Thanks, Shyguy and Ole. I agree, Ole, the the "plusses should be used. And, to "split hairs" your latter statement (1+2+97) is more precise.

Yes, and the amibuity does come from the irrational (really incorrect) use of ratios. The ":" sign indicates a ratio. Kodak uses it as a plus sign. That's the irrational part. "1:50" should be read as one part taken to a final volume of 50 parts, hence the equivalence to 1 part + 49 parts = 50 parts. The "part plus parts" system really does make the most sense. Have you noticed that you never see anyone asking questions about "if I take 1 part of this and add it to 99 parts of that, how many parts do I have?" Despite the usage by Haist and even Kodak today, it really is too bad that Kodak and others promote this expression today. Sandy, I'm sure you meant that a 1/2% solution would be 1 part into a final volume of 200 parts, not 50 parts, as that makes a 2% solution. Anyway, I'm just glad they don't use normal (N) concentrations. Molar, I could live with that...

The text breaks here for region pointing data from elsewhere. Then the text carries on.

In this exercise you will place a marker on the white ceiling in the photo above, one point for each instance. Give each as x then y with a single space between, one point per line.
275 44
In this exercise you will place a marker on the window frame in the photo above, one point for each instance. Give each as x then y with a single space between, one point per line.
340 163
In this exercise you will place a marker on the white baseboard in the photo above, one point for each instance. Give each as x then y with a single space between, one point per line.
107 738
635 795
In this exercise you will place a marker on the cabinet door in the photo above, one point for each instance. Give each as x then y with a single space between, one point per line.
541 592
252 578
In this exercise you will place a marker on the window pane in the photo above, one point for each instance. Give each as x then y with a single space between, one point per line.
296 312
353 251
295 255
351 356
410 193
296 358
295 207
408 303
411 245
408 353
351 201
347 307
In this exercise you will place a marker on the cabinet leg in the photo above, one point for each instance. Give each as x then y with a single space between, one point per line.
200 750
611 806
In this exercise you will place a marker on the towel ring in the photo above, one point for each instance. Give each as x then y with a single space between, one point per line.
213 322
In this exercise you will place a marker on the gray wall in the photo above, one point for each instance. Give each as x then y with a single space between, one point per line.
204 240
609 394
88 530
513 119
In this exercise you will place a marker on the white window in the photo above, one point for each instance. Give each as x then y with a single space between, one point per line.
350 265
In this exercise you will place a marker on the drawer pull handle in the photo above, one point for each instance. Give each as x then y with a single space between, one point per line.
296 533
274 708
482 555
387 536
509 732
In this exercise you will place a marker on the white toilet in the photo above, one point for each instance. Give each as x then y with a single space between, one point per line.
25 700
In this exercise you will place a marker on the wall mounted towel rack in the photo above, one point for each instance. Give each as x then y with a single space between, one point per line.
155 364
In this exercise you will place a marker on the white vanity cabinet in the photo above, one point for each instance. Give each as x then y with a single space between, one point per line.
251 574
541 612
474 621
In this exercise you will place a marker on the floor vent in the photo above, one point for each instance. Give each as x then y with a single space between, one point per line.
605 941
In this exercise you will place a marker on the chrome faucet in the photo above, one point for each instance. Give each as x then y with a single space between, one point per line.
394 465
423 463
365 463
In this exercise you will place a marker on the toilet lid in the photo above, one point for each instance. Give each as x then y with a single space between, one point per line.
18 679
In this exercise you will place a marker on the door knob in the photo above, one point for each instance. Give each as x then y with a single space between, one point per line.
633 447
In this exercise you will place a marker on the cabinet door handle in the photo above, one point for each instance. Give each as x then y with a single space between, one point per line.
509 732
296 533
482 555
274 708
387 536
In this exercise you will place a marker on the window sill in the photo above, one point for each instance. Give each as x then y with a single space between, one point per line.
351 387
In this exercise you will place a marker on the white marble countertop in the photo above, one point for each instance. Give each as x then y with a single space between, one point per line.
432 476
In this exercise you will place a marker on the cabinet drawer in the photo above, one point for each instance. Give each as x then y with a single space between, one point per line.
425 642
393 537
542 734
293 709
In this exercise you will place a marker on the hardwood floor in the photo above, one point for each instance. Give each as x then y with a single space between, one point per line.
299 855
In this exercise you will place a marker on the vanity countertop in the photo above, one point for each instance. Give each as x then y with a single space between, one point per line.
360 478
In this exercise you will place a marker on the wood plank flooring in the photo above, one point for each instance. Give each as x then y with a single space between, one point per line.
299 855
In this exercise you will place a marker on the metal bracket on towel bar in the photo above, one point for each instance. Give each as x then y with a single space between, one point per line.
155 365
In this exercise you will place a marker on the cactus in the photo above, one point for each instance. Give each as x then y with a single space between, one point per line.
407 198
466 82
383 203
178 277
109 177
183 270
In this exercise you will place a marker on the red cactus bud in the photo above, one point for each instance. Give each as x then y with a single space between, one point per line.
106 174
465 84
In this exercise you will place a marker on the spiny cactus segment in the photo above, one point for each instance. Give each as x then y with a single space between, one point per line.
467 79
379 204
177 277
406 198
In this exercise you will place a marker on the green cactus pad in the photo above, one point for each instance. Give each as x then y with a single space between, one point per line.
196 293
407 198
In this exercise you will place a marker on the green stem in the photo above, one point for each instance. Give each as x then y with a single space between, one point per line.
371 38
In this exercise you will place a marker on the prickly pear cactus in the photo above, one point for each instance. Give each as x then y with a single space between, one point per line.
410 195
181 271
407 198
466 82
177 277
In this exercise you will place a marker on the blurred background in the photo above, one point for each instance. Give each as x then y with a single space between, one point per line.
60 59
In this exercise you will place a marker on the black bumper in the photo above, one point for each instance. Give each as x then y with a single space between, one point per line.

Thanks for the interest and the info, everyone. I've attached the spreadsheet that I started that got me wondering if my brain had gone south on me... It just didn't look right and seemed that my conversion factor wasn't correct. I inserted some numbers, etc and pasted a copy below. My main concern was to accurately build 500ml working solutions to test what would become concentrates if they worked. It had dawned on me that the concentrates go so far that things that don't work seem wasteful and I was becoming less quick to try experments because of that. I think this is right, now but I'd welcome corrections. It seemed easier to apply to a spreadsheet when I converted my thinking to parts/L and go from there. Sheet

Craig, it's much, much simpler, at least for spreadsheet purposes, if you just include the number of grams or ml of component X and enough water to dissolve the components, and finish with "water to make 1 liter". Then for 500 ml, you use X/2 and water to make 500 ml. And for a concentrate, if you're making it yourself, you'd decide if you want 50 ml concentrate and water to make 500 ml (what I think of as 1:9, but by Ole's nomenclature would correctly be 1+9), or if you'd find it easier to use 45.5 ml concentrate and water to make 500 ml (1+10). For my money, if working in metric, 1+9 is about the simplest dilution you can possibly use. Of course, different systems give advantages different places. Back around 1967, Kodak picked 1+31 (or 1:31, as they call it) for HC-110 Dilution B because it was one ounce concentrate per quart of working solution (and then they complicated the whole situation by recommending you mix the whole bottle of concentrate into stock solution, 1+3, and then use the stock solution at 1+7 -- it's tricky to get into the right mental viewing angle for that combination to add up the same as 1+31). Now, just to bollix the works a bit, if you're mixing your own chemisty, the simple way is to make up packets of dry chemicals containing the premeasured amount of each ingredient to make 500 ml of working solution, and if you need a liter, use two packets. The only time there's a significant disadvantage to doing this is if a) you have a formula that is difficult to dissolve (has a lot of borax or sodium sulfite, for instance), or b) you have an ingredient that doesn't keep well in dry form, such as glycin. If you routinely use several different size batches, however, and have a concentrate that keeps well (say, dissolved in TEA or glycol, so the alkali isn't ionized and thus the phenidone doesn't deteriorate), then a concentrate will be easier than using the correct number of small-batch packets or keeping several packet sizes on hand; this is also the case if your formula is difficult to fully dissolve at room temperature.